Esther avait alors 26 ans. Elle compte aujourd’hui cinquant-quatre ans de vie commune avec Louis, dont elle a eu deux enfants. «Peut-être est-ce cinquante-trois ans…», hésiste-t-elle, avant de trancher. «Il faut croire que je n’ai pas été trop malheureuse, puisque j’ai arrêté de compter.»

La scène de l’Hôtel de Ville
Dans les années 1950, emmenant ses petites filles Rose-Marie – aujourd’hui présidente de l’Association fédérale des maîtres d’éducation physique – et Claire-Lise, Esther Pipoz lance dans la région la gymnastique «Mère et enfants». Une première en Gruyère. Deuxième innovation pour l’infatigable gymnaste, elle fonde en 1968 le groupe de gym pour les aînés. Des débuts sur la scène de l’Hôtel de
Ville, elle en garde un souvenir quelque peu embué. A l’image du premier local d’entraînement… «Lorsqu’on arrivait dans la salle, le lundi, on devait aérer pour évacuer la fumée du week-end! On utilisait les chaises pour les exercices. Il fallait économiser de la place, on ne disposait que de la grande scène.»
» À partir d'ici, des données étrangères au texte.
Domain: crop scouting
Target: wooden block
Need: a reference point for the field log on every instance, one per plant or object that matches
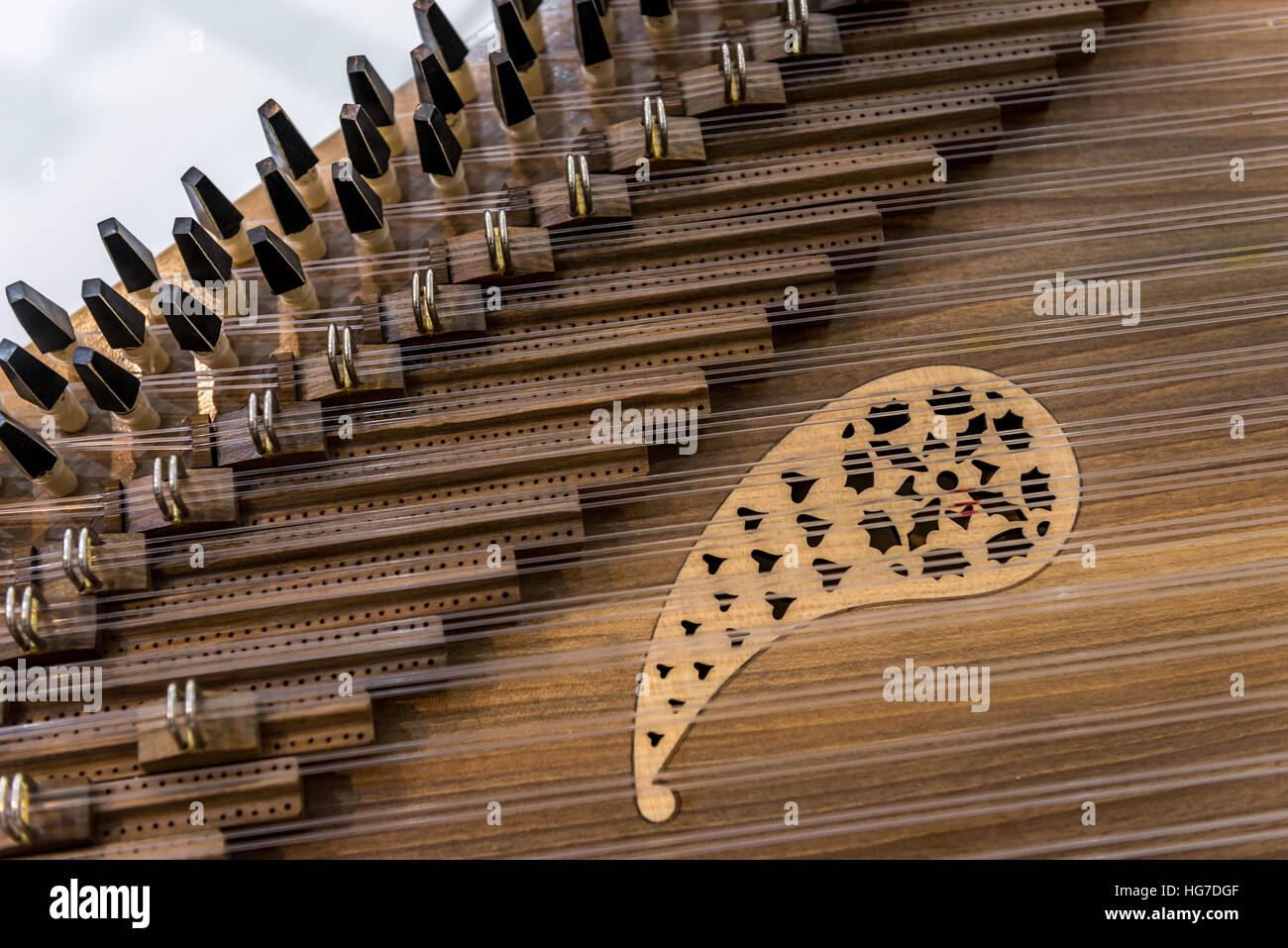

Aujourd’hui, si les infrastructures ont changé – depuis 1975, la joyeuse bande se retrouve tous les lundi à la halle de la Condémine – l’esprit est resté le même. «Ça me ferait mal que ça change! Les gens sont si motivés, ils ont tellement envie d’apprendre, que c’est fantastique! Et puis, on aime bien rigoler!»
Autre nouveauté, les hommes, qui ont désormais leur place dans le groupe. Ce qui n’est pas forcément pour déplaire à ces dames. «Je dois dire que nos messieurs sont tous charmants. Surtout, ils adorent venir aux cours!»
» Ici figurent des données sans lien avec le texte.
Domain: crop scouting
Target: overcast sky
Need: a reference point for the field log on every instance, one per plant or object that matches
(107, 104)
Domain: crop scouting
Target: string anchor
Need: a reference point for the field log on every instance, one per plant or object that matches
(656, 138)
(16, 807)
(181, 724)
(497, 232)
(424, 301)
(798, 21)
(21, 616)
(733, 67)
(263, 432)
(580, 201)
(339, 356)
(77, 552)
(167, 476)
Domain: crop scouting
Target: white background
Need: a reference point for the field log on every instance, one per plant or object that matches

A la question de citer l’un ou l’autre de ses meilleurs souvenirs, Esther Pipoz est soudain bien empruntée. «J’en ai que des bons, s’excuse-t-elle presque. Même cette dame qui voulait prendre ma place à la cantonale. Je la croiserais maintenant, ça me ferait vraiment plaisir!»

Tous les sport à la TV
Que peut-il y avoir de commun entre la gymnastique et la compétition pure et dure? «En compétition, les gens sont un peu plus hautains. Ils se croient peut-être meilleurs que les autres. Mais franchement, je regarde tous les sports à la télévision. Je ne peux donc pas dire que je ne les aime pas! Sauf la boxe, parce que c’est trop violent. Pour ceux qui la pratique bien, ce doit être joli à regarder. Mais je ne peux pas m’empêcher de penser que c’est de la bagare.»
Si le bénévolat signifie encore quelque chose pour certains, peu nombreux sont ceux qui durent aussi longtemps. Comment expliquer pareille longévité? «Personne n’a osé me mettre à la porte (rires)! En fait, la chance a joué un grand rôle là-dedans. A mon âge, je peux m’estimer heureuse de pouvoir rester active. Et puis, ça fait partie de ma vie. J’avais ma famille, je travaillais avec mon mari et nous allions à la montagne le dimanche. A côté de cela, j’avais la gym.»

Malgré le temps qui passe
Trente-quatre ans séparent les débuts à l’Hôtel de Ville, lorsque les dames participaient aux cours en robes à fleurs, et les leçons d’aujourd’hui. Les temps changent. Mais pas pour Mimi Pipoz, pourtant témoin privilégié des années qui passent: «Je ne trouve pas que les gens aient changé. Ils ont toujours du plaisir et de l’enthousiasme. S’ils n’avaient pas été comme ça, je n’aurais jamais eu le courage de rester si longtemps.»